Когда читаешь весь этот последний отрывок, трудно отрешиться от мысли, что это не страница из какого-нибудь злого письма-памфлета времен Реформации, направленного против монахов. И опять приходит невольное сопоставление: V и XV век. Возрождение, казалось, коснулось не одних только положительных сторон воскрешаемой эпохи, — и несомненно, что-то общее есть в упадке Рима императорского и Рима папского. Те же пороки, та же ненасытная жажда золота, то же горациево virtus post nummos. Словно завершился круг и пришел к своему началу. Средние века были веками дикости, но и простоты душевной, и христианство их было, может быть, выше, искреннее, чем до них (в веке четвертом) и еле них (в эпоху гуманизма). Разница только одна: IV веке в этом Вавилоне, как не раз называет Рим наш автор, были те десять праведников, за которых обещал пощадить когда-то Содом, и Рим был пощажен, даже усилился (как центр религиозной жизни Запада), — в XVI веке их не оказалось, и Рим понес небывалое поражение: его победил "честный немец", упрямый августинский монах. Что касается этих римских праведников, о которых мы только что говорили, то действительно, как-то даже странно видеть среди уже изображенной нами христианской повседневности IV-V веков такие характеры, как Августин, его мать — св. Моника, Амвросий Медиоланский и, наконец, те римские женщины, с которыми мы еще встретимся впереди. Масса же христианская была, пожалуй, даже хуже в IV веке, чем когда бы то ни было потом. Понятия театра и храма перемешались у этих любителей зрелищ до того, что популярных проповедников приветствовали аплодисментами. И Иероним предупреждает Непоциана в письме к нему: "Когда говоришь в церкви, возбуждай плач в народе, а не крик восторгов". Там назначались любовные свидания и происходили столь недостойные сцены, что Иероним замечает: "Девицам легкомысленным почти опаснее ходить в места святые, чем в места публичные"73*. Еще определеннее выражается он в "Книге против Вигилянция". Последний указывал на разврат во время ночных служб в базиликах мучеников. Иероним мог возразить только следующее: "Преступления юношей и дурных женщин, которые часто обнаруживаются ночью, не должны вменяться людям благочестивым: известно, что и в пасхальную заутреню неоднократно бывали подобные же случаи, и, однако, вина немногих не может вредить самой религии" (или "богослужению").

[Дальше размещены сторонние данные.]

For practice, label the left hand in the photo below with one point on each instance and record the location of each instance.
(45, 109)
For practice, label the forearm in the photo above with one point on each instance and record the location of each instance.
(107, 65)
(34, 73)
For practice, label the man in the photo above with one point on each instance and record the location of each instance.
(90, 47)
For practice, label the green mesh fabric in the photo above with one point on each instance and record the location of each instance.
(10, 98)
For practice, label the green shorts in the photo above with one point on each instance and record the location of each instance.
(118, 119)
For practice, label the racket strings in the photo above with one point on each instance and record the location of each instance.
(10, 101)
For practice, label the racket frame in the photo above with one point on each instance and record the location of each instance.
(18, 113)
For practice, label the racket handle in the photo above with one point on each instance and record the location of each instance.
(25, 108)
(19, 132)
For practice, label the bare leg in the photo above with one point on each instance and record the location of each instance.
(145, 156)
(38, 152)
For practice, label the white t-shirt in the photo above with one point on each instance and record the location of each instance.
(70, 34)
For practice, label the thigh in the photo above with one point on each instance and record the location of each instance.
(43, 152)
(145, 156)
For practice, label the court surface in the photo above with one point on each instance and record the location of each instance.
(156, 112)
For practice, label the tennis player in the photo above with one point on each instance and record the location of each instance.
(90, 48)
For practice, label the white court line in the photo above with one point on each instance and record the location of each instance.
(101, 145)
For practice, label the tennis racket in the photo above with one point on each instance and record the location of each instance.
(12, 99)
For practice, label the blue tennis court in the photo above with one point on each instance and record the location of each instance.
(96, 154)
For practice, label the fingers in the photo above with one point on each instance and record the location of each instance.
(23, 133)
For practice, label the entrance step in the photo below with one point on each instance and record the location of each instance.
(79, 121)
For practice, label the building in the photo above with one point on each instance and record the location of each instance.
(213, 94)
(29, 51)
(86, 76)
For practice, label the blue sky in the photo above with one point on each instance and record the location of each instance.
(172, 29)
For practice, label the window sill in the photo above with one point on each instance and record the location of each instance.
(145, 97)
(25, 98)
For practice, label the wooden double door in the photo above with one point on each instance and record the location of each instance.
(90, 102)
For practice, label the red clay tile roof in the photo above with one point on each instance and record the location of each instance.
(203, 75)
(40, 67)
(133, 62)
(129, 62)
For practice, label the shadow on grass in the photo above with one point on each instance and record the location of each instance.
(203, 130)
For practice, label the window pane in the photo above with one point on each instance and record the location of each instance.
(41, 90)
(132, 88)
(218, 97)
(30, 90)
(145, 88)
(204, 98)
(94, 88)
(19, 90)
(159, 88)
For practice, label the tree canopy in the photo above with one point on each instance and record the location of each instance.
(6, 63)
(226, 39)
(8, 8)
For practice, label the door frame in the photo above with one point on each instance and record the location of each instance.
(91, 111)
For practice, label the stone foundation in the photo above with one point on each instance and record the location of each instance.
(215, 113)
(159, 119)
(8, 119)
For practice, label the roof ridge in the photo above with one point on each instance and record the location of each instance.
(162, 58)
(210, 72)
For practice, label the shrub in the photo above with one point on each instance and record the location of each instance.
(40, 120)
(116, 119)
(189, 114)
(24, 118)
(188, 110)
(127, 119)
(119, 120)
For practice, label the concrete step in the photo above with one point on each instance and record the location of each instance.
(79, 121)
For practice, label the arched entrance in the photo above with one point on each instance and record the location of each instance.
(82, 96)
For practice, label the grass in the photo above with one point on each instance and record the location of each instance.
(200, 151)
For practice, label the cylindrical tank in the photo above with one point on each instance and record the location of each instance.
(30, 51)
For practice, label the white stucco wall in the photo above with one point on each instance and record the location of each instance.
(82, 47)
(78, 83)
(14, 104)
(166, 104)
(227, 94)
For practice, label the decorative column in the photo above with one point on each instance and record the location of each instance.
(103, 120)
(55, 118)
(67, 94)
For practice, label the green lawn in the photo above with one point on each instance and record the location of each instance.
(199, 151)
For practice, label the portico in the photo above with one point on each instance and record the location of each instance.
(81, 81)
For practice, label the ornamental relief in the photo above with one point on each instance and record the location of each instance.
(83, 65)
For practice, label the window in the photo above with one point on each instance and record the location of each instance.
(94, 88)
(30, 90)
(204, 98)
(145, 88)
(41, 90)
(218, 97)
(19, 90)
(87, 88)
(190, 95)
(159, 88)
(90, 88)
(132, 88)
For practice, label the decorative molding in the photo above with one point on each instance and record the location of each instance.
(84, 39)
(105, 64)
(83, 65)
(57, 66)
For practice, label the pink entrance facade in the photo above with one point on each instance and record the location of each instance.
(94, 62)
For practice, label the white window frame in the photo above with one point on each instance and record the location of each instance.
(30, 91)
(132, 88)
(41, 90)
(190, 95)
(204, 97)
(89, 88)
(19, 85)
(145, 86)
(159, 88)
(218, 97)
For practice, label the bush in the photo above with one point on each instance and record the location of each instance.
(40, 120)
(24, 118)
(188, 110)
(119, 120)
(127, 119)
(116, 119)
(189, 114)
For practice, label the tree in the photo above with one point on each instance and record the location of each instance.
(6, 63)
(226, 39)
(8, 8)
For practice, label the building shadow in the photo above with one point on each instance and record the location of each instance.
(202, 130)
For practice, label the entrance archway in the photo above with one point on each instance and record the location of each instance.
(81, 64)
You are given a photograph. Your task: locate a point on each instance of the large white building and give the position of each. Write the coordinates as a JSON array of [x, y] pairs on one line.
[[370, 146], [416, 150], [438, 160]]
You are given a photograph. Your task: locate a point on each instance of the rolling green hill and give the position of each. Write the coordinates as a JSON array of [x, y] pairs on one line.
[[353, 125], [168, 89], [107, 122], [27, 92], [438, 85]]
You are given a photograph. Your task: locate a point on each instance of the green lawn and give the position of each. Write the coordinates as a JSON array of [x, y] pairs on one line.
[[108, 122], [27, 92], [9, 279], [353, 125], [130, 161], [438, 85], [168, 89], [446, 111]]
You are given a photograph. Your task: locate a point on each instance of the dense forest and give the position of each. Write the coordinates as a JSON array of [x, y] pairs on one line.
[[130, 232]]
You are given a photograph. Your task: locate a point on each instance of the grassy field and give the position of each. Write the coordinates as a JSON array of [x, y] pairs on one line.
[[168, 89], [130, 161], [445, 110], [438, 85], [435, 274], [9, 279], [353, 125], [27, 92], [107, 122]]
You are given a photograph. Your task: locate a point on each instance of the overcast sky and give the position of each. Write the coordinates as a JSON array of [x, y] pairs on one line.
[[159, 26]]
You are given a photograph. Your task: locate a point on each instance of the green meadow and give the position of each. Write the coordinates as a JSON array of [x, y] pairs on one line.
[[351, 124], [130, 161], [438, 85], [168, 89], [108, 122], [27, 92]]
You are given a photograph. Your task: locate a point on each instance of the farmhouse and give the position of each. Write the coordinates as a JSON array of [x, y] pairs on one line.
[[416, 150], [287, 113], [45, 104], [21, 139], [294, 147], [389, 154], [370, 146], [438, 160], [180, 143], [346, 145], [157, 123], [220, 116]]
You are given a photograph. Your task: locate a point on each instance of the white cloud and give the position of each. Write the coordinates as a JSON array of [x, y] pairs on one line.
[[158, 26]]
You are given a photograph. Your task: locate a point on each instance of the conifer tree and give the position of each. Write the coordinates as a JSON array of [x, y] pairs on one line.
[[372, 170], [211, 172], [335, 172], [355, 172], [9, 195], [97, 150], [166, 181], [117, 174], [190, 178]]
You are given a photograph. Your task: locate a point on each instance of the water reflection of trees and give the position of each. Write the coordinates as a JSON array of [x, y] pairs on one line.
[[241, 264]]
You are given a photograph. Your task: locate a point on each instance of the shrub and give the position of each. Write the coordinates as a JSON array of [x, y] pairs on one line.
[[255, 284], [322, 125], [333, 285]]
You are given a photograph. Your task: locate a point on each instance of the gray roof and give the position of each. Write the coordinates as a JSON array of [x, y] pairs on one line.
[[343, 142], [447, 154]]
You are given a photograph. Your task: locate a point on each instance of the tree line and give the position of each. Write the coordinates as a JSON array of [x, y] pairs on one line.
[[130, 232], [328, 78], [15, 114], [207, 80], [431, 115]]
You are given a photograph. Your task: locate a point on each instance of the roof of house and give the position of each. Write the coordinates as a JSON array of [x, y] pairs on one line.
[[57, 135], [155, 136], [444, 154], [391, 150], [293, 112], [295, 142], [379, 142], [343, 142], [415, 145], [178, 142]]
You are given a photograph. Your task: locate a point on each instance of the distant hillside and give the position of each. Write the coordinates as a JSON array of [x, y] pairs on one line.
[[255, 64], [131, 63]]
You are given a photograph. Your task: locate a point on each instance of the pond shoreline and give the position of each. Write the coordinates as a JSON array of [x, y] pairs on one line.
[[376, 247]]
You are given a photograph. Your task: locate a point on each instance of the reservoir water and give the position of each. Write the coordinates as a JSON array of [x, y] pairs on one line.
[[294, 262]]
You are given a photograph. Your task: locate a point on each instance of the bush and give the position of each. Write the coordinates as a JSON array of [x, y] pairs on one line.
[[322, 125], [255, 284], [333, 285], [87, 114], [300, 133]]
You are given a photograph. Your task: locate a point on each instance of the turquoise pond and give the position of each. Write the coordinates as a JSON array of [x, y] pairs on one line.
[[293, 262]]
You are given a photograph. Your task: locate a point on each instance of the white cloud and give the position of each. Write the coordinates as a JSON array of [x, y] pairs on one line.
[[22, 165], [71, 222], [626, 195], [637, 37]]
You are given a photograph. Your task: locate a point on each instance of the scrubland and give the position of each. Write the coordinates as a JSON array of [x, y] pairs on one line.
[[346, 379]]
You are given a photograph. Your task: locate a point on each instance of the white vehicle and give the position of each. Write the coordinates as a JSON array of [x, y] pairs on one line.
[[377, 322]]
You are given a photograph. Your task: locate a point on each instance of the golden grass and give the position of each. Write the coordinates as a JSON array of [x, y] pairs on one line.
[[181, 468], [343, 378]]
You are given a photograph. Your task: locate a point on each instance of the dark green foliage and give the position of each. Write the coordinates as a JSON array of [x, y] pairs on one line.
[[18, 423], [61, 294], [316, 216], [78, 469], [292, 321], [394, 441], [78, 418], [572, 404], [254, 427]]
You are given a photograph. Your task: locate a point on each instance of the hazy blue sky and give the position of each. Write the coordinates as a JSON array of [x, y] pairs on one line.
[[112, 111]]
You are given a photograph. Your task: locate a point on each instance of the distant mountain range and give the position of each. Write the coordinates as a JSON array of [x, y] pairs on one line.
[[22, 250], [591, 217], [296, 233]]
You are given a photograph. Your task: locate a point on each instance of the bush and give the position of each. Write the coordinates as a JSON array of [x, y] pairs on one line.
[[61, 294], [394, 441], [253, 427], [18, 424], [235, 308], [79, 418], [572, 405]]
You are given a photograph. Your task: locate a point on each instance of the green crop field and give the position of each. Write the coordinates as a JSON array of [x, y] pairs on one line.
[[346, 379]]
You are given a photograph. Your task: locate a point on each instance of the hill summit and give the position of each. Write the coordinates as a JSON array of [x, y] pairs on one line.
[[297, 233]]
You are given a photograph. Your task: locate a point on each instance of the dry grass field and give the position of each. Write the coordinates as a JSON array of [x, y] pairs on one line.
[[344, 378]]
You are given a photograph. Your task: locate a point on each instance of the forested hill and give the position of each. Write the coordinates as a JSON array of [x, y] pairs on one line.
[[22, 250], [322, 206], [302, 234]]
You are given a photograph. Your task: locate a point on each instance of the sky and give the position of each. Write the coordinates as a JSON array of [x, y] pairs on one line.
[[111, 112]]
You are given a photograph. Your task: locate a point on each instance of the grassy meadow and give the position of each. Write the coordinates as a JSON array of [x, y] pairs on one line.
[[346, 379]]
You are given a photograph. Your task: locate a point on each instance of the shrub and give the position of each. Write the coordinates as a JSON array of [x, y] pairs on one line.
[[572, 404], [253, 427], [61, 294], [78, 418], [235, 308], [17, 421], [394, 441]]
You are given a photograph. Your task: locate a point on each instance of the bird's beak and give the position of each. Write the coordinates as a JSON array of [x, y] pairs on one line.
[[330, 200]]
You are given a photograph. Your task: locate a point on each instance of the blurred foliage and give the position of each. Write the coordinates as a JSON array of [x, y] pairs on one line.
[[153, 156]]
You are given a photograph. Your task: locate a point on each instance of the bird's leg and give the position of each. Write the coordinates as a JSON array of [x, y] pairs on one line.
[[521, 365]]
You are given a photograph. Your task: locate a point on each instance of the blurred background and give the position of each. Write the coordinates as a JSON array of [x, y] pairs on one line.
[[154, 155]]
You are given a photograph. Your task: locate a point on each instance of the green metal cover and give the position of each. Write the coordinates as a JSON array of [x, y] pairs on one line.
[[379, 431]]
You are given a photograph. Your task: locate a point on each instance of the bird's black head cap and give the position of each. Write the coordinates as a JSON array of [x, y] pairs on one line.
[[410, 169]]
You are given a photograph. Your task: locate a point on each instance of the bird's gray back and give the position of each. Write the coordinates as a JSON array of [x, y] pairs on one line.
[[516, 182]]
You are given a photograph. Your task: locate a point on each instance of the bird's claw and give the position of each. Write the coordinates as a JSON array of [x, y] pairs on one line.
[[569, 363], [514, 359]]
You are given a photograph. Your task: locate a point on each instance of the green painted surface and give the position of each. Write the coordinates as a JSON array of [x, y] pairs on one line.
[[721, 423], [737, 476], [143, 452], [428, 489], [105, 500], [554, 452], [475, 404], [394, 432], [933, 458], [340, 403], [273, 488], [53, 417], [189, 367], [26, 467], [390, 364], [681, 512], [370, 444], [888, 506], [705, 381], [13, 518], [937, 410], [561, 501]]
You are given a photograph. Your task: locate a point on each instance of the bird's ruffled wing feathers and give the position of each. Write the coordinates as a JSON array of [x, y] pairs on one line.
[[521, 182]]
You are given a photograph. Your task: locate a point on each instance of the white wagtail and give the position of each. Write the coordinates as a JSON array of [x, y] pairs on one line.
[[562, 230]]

И уже тогда, уже в четвертом веке появились религиозные обманы, и в монастырях "некоторые глупые люди выдумывают чудовищные истории о сражающихся с ними демонах, чтобы неопытный и простой народ удивлялся им, и получался бы для них от этого барыш". "Избегай мужчин, которых увидишь отягченных цепями, у которых, вопреки слову Апостола, по-женски длинные волосы, борода козлов, грязный плащ и голые, чтобы претерпевать холод, ноги. Все это орудия дьявола".

Духом греховным и светским была проникнута и высшая иерархия. Самое занятие церковных должностей становилось делом расчета. Духовные карьеры делались быстро и неожиданно. "Вчера оглашенный — сегодня папа, вчера в амфитеатре — сегодня в церкви, вечером в цирке — утром в алтаре, незадолго покровитель комедиантов — и вот уже посвятитель дев". Недаром цинический Претекстат, консул-язычник, "имел обыкновение говорить в шутку блаженному папе Дамазу: Сделайте меня епископом города Рима, и я тотчас стану христианином". Может быть, что-нибудь подобное и происходило на самом деле. Только что упомянутый Дамаз получил обладание папским престолом лишь в результате нескольких уличных сражений его сторонников с партией другого претендента на папство — Урсина, причем побоища имели место даже в храме. На церковных соборах господствовали бессовестный обман, подлоги, хитрая стратегия. Руфин в "Апологии" рассказывает о том, как у Иеронима была выпрошена книга, на которую он ссылался в своих утверждениях на одном из соборов, и там были выскоблены места и затем вновь написаны, чтобы на Иеронима могло пасть подозрение в подмене текста. В "Апологии против Руфина" Иероним говорит: "Евстафий Антиохийский обрел детей, не зная их. Афанасий, епископ города Александрии, отсек третью руку у Арсения, потому что тот показал их позднее две, когда оказался живым, несмотря на ложь о его смерти". Из комментариев к этому месту видно, что ариане распространяли клеветы на своих противников с целью замарать репутацию их: ими была подкуплена женщина, показавшая, что имеет сына от Евстафия, и было возведено подозрение в злодеянии на Афанасия. Иеронимов "Разговор против Люцифериан" заключает в себе характерный рассказ о том, как Ариминский собор превратился в простое надувательство со стороны более ловкой партии, в какую-то недостойную игру слов, несмотря на всю торжественность клятв и провозглашение вероисповедных символов. Становится понятно, почему такие люди, как Григорий Богослов, сторонились соборов — "Избегаю соборов... там только ожесточенные споры и борьба за господство"... (слова Григория Назианзина).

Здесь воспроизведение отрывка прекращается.